その表情は魔王ではなく、一人の人間のものだった。

「見返りを求めない人間というのは理解し難かった」

「お前が言うと説得力あるな」

思わず有斗が返す。

ゼルグラードも否定しなかった。

「だが、あの男は本当にそういう人間だった」

その声には少しだけ寂しさが混じっていた。

「病気だったらしい。

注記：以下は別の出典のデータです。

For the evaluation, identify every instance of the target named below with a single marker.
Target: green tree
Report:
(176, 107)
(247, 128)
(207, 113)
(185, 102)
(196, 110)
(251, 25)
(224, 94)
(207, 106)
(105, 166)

俺と出会った頃には、もう長くなかった」

喫茶店に静かな時間が流れる。

葵も何も言わなかった。

軽い話ではないと分かったからだ。

「会社も社員も残された」

ゼルグラードは続ける。

「だから潰すわけにはいかなかった」

「引き継いだのか」

「ああ」

短い返事だった。

だがそこに迷いはなかった。

「恩を返したかった」

有斗は少しだけ目を伏せる。

魔王らしくない理由だった。

だが不思議と納得もできた。

もし葵がいなかったら。

もしグリドラがなかったら。

もし誰も手を差し伸べてくれなかったら。

今の自分たちはどうなっていたか分からない。

恩人の存在がどれだけ大きいかは理解できた。

「変わったな」

有斗がぽつりと呟く。

ゼルグラードは苦笑した。

「お互い様だろう」

その言葉に有斗は返せない。

勇者だった自分はホームセンターで働いている。

女騎士はスポーツジム勤務。

神官は夕飯の献立を考え、魔法使いはネットの海を漂流している。

確かに現代という世界は色々なものを変えてしまうらしい。

だが、有斗にはまだ一つだけ引っ掛かることがあった。

「なぜ俺たちを探していた」

その質問をした瞬間、ゼルグラードの表情から笑みが消えた。

先ほどまでの穏やかな空気が少しだけ張り詰める。

窓の外では相変わらず人々が行き交っている。

だが二人の間だけは別の時間が流れているようだった。

「お前たちに会うためじゃない」

ゼルグラードは静かに言う。

「確認するためだ」

「何を」

有斗の問いに、ゼルグラードは少し考えるように視線を落とした。

そして低い声で答える。

「お前たち以外にも来ている可能性がある」

有斗は息を呑んだ。

ゼルグラードの目は真剣だった。

冗談を言っている顔ではない。

「勇者と魔王だけじゃない」

「もし境界崩落で別の何かまでこちらへ来ていたら――」

そこで言葉を切る。

最後までは言わなかった。

だが有斗には十分だった。

胸の奥がざわつく。

魔王が生きていた。

それだけでも十分な衝撃だった。

なのに話はそこで終わらないらしい。

有斗は知らず知らずのうちに拳を握っていた。

平和だったグリーンハイツドラゴンの日常。

その裏で、自分たちが知らない何かが動いている。

そんな予感だけが、嫌に現実味を帯びていた。